Expendable journalists and irreplaceable ‘gazda’
 
The media owners play a key role in the clientelist linkage between the political centres of power and journalist practices.  The power of an owner is reflected in the colloquial name media professionals like to use – ‘gazda’ – meaning a person who owns a lot, while the commodity he owns is at his absolute disposal. Thus the ideological-political inclination of a media outlet rests solely on the opportunistic estimation of the ‘gazda’. A journalist put it in following terms: “It all depended on the decision of ‘gazda’ to connect to a certain party, and which party would that be. That is dependent on the given moment ... The owner will estimate that in the next four years his business would develop better if he bids on the party he thinks has a better chance to win the elections.” 
 
The ‘gazda’ plays the role of a 'broker' between the political actors as ‘patrons’ and the editors/journalists as ‘clients’. The owners to a great extent dictate the fashion in which the newsroom will cover a topic, which makes the journalists expendable and the ‘gazdas’ irreplaceable for any political establishment. 
 
 
The editors and the ‘Black Mamba Effect’ 
 
The subtle or direct pressure of political and business actors on the journalists is usually executed through the editors, which has a direct impact on the process of news production.
 
There is a widespread practice that an editor would remove a news report ready for issuing, often with no explanation why it is not published/broadcasted – what journalists call ‘the black mamba effect’. Another mode of censorship is to take the news item from the primetime program, and broadcast it at obscure hours.
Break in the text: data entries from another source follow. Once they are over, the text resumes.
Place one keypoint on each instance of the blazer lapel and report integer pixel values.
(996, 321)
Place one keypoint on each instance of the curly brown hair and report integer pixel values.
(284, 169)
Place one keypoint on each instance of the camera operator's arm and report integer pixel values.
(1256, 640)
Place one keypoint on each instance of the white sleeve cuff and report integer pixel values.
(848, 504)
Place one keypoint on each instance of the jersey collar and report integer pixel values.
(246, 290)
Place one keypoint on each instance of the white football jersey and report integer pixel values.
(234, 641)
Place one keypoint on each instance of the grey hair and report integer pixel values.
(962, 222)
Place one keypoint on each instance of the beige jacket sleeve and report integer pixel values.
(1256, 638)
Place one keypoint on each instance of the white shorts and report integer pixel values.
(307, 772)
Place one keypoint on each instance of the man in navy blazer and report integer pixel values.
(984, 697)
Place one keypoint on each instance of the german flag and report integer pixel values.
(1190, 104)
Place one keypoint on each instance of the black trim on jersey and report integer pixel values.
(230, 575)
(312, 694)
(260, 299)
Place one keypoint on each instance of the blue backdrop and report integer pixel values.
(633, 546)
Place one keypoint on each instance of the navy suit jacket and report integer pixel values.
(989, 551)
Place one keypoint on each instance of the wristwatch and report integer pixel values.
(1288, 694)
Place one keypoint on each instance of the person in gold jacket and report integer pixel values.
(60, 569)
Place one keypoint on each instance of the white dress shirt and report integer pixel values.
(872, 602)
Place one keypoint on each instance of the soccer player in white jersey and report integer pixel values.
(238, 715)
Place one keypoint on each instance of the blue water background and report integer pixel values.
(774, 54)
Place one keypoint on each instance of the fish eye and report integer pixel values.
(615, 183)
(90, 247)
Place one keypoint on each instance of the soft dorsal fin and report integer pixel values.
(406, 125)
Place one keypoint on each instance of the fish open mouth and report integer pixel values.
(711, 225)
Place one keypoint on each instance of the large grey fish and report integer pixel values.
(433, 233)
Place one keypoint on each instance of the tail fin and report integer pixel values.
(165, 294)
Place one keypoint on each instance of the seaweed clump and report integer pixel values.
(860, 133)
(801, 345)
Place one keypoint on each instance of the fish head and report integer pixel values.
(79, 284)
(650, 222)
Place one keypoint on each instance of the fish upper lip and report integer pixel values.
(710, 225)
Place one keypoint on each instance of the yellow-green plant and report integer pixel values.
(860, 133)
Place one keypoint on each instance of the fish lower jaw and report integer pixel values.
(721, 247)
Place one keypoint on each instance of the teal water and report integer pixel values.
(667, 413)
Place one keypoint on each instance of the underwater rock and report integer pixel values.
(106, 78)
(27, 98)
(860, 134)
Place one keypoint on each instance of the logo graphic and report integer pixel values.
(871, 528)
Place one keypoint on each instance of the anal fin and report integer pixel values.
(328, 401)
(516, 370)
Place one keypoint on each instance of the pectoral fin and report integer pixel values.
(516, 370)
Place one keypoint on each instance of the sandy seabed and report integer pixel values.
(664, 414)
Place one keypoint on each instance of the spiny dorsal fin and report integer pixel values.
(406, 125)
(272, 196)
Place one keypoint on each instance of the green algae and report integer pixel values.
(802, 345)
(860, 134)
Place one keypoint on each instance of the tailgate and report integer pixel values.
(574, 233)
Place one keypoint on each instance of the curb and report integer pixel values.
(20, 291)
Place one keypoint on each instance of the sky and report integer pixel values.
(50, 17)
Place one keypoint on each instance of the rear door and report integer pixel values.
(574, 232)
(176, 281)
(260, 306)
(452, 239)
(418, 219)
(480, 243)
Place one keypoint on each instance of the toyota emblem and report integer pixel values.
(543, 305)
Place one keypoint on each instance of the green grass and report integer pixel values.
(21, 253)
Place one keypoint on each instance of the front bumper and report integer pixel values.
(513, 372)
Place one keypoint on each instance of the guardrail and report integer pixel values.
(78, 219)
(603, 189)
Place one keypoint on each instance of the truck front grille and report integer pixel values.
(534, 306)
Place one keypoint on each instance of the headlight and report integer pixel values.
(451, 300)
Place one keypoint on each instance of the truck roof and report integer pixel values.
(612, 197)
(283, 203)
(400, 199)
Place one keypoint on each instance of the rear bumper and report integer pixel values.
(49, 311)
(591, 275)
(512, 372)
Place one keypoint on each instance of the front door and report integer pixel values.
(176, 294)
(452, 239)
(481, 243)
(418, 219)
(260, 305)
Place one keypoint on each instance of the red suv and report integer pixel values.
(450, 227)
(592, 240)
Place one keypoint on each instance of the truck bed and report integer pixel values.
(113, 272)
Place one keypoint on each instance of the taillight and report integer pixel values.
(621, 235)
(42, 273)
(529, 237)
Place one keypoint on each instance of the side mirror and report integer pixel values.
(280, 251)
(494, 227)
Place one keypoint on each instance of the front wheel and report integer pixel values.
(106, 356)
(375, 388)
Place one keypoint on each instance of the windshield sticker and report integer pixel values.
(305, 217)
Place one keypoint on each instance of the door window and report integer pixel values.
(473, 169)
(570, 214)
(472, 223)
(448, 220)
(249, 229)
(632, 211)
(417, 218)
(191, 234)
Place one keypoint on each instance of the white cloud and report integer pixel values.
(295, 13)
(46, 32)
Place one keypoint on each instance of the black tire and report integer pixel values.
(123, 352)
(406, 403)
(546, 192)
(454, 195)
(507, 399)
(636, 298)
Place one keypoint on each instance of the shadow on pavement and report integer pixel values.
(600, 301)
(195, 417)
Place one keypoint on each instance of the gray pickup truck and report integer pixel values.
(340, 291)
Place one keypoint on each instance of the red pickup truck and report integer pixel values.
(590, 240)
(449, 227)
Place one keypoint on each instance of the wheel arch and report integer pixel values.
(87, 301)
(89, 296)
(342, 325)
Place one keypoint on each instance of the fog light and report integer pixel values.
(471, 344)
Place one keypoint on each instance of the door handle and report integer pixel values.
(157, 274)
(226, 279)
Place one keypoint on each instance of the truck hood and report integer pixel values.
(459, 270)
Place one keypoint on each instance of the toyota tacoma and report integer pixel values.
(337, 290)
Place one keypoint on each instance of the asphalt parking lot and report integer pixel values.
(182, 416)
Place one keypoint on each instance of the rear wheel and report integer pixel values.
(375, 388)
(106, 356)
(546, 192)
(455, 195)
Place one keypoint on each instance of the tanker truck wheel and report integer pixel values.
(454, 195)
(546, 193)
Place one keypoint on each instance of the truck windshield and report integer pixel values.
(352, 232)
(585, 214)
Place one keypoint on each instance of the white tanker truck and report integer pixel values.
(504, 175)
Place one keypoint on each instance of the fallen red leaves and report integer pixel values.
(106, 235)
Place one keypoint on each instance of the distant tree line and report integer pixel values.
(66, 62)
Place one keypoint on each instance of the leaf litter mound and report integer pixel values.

Such practices generate mistrust between journalists and editors.
 
Editors may directly determine the choice of topics, the content or the angle of the stories being covered, basing on political rather than professional criteria of newsworthiness. This kind of setting makes journalist work redundant, reducing them to mere ‘microphone holders’. 
 
State of the profession
 
Journalists are the last part of the clientelistic food chain and by the rule they serve as clients, situation enabled by several structural elements. Professional solidarity is almost non-existent because of the competing journalist associations – AJM (Association of Journalists of Macedonia) and MAN (Macedonian Association of Journalists). Solidarity is lacking in newsrooms as well due to divisive political affiliations, economic insecurity, personal ties and distrust between editors and journalists. 
 
Lack of journalist professionalism is due to insufficient education and low level of awareness of professional standards. Normalization of censorship, through practices of political, economic and editorial pressures, has created pervasive culture of auto-censorship. Journalists and editors internalize the will of the political and business censors without even being asked to do so, which makes the process of profession’s disciplining undetectable and more worrying. In a system in which the importance of the allegiance to the political or business patron is greater than the allegiance to the public interest, there is little need for establishing and maintaining values of truthfulness, fairness, justice and freedom. Such a constellation deters any attempt of journalist’s engagement in investigative endeavors. The status and the societal function of journalism as a profession and journalists as individuals are devalued. This creates widespread stigma on journalism and strategically disqualifies any claim that journalistic products may have on the truth.   
 
* This flash report is excerpt from a longer research article.